Da ultima, ma non in ordine di importanza, si prende in considerazione la faccia associativa della democrazia. Questa forma di democrazia generalmente sfocia nell’autogestione e nell’auto-organizzazione di gruppi che hanno una radicata base sociale, per poter risolvere problemi di interesse comune. Si può dire quindi che l’obiettivo della democrazia associativa è quello di porre in essere la risoluzione di un problema con la responsabilizzazione diretta di coloro che lo avvertono. In quest’ottica l’associazionismo dovrebbe prefigurare un duplice risvolto qualitativo: per un verso dare il via libera alla cooperazione sociale che riduce gli effetti negativi del mercato, per l’altro favorire la competizione sociale che sostiene l’attività di mercato. Perciò, da
un punto di vista normativo, è compito della democrazia associativa ricercare un giusto bilanciamento tra il valore del pluralismo e quello dell’universalismo.

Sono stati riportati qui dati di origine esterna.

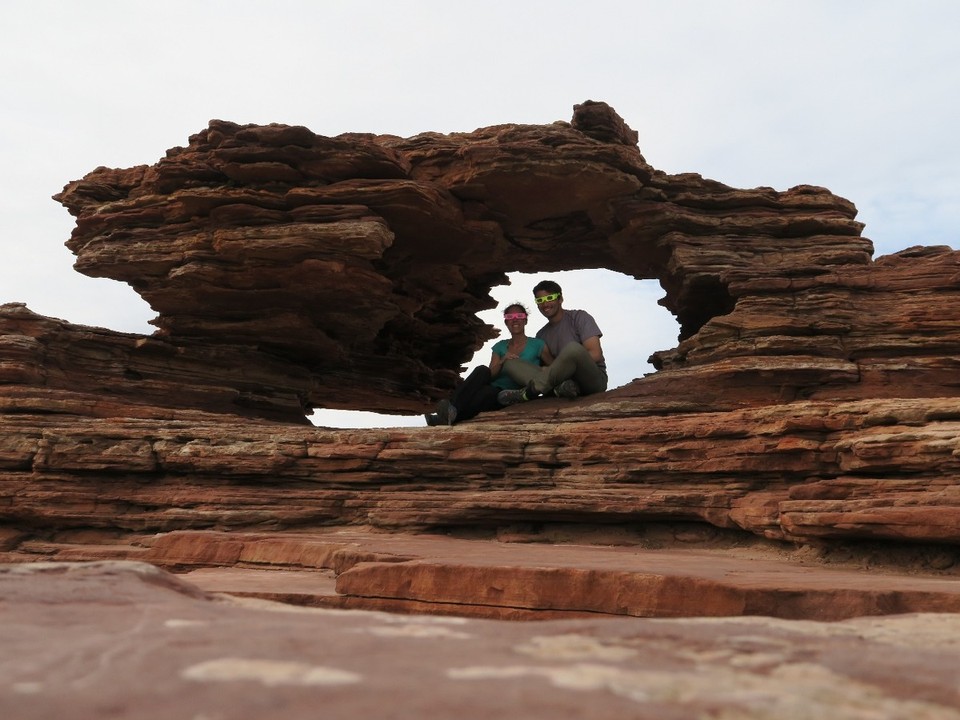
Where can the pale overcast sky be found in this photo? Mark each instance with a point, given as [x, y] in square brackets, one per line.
[860, 96]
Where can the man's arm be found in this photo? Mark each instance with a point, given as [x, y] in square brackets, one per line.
[592, 344]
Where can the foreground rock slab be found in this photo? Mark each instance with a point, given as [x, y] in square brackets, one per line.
[487, 578]
[125, 639]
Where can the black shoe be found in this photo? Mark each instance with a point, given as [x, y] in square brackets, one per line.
[446, 413]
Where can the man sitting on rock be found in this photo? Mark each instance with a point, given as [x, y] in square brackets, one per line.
[573, 338]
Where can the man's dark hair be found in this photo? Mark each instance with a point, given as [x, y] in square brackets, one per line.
[549, 286]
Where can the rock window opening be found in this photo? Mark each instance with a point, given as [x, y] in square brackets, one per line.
[634, 327]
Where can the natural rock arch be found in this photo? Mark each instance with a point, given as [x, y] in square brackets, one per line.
[347, 272]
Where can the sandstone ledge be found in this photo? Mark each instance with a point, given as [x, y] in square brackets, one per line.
[125, 639]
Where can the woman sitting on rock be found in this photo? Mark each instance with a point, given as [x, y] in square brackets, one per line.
[478, 392]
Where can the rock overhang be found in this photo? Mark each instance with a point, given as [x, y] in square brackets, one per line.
[360, 261]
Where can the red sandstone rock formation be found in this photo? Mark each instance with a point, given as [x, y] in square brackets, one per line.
[813, 396]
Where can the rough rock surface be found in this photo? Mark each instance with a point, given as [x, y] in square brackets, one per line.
[128, 640]
[795, 457]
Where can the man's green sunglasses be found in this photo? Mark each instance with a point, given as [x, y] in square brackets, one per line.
[547, 298]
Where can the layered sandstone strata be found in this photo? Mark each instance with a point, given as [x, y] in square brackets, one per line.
[812, 397]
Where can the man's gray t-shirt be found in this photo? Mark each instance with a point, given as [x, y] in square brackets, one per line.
[574, 326]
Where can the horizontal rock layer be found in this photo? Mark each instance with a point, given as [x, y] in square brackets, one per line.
[89, 641]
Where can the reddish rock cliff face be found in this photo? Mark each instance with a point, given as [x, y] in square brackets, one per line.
[813, 396]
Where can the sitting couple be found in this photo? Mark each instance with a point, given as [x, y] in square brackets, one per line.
[564, 360]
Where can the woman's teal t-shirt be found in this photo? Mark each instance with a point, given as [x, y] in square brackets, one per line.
[531, 353]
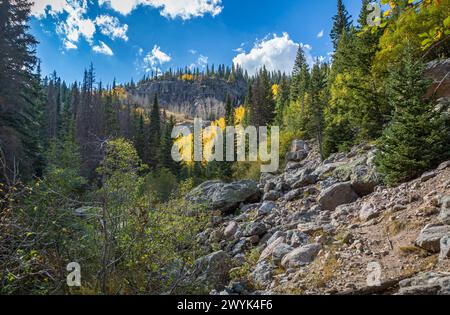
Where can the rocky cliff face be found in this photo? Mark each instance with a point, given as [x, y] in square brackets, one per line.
[203, 98]
[331, 228]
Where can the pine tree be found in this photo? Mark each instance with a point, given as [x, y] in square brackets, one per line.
[19, 115]
[318, 99]
[167, 142]
[229, 118]
[154, 132]
[418, 136]
[262, 104]
[362, 20]
[300, 76]
[341, 23]
[282, 99]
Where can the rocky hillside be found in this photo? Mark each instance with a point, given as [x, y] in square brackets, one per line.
[203, 98]
[328, 228]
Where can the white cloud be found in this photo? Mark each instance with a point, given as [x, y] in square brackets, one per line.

Invece, in rapporto agli attori della democrazia rappresentativa, le indagini promosse in tal senso hanno dimostrato che l’associazionismo attecchisce meglio, laddove i partiti politici palesano una debole capacità aggregativa. Pertanto, in quest’ottica, la democrazia associativa può contribuire a rafforzare le istituzioni rappresentative, affinché la società si doti di un quadro di regole di riferimento in grado di guidare gli attori sociali, individuando, altresì, forme di fornitura di servizi pubblici che costringano i funzionari pubblici a rendere conto della propria attività, col fine ultimo di proteggere l’interesse dei cittadini. I teorici della democrazia associativa sostengono, infatti, che più che un popolo anonimo esistono dei cittadini organizzati (ivi, 10-11-12).